Once she is healed, she takes her new face
out on the streets of Rio. A young man
with a gun wants her money. Bang, she’s dead.
The body is shipped back to New York,
but in the morgue there is a mix-up. The son
is sent for. He is told that his mother
is one of these ten different women.
Each has been shot. Such is modern life.
He studies them all but can’t find her.
With her new face, she has become a stranger.
Maybe it’s this one, maybe it’s that one.
He looks at their breasts. Which ones nursed him?
He presses their hands to his cheek.
Which ones consoled him? He even tries
climbing onto their laps to see which
feels most familiar but the coroner stops him.

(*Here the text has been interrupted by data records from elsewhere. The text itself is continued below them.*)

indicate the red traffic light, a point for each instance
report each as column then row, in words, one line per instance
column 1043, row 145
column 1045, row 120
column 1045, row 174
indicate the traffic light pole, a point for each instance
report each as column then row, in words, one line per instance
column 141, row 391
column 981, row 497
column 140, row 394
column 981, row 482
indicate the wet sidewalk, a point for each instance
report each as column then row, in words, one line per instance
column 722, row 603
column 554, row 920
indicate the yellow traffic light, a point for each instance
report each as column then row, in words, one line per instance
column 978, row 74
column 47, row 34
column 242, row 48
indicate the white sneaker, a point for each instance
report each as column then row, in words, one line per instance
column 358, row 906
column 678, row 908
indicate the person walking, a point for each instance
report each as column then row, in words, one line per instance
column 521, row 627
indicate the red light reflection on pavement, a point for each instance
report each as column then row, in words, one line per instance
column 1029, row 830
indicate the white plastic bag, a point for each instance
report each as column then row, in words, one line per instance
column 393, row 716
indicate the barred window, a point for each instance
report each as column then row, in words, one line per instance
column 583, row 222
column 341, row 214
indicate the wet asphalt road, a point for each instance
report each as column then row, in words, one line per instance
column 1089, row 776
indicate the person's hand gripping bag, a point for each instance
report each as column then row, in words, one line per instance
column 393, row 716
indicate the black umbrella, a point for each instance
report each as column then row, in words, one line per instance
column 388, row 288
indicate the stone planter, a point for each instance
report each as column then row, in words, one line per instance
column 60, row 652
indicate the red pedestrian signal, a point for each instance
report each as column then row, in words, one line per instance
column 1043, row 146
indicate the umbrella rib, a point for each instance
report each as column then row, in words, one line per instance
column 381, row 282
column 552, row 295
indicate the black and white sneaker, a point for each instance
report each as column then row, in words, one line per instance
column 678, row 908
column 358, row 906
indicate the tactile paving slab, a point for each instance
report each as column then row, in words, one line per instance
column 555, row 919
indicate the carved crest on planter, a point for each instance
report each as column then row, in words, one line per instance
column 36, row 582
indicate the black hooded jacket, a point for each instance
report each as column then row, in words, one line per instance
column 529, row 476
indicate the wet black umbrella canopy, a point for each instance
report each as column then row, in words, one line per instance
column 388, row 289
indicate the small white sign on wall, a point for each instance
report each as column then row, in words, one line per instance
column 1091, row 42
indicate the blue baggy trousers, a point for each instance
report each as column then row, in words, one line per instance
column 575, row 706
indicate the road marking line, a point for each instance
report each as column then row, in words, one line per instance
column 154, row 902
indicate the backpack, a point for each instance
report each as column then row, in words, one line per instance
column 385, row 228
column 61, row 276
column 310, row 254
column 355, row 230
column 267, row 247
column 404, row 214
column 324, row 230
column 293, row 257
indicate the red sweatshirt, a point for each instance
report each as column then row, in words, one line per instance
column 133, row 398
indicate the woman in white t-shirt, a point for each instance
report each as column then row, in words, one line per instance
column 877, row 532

Well, says the coroner, which is your mother?
They all are, says the young man, let me
take them as a package. The coroner hesitates,
then agrees. Actually, it solved a lot of problems.
The young man has the ten women shipped home,
then cremates them all together. You’ve seen
how some people have a little urn on the mantel?
This man has a huge silver garbage can.
In the spring, he drags the garbage can
out to the garden and begins working the teeth,
the ash, the bits of bone into the soil.
Then he plants tomatoes. His mother loved tomatoes.
They grow straight from seed, so fast and big
that the young man is amazed. He takes the first
ten into the kitchen. In their roundness,
he sees his mother’s breasts. In their smoothness
he finds the consoling touch of her hands.
Mother, mother, he cries, and flings himself
on the tomatoes. Forget about the knife, the fork,
the pinch of salt. Try to imagine the filial
starvation, think of his ravenous kisses.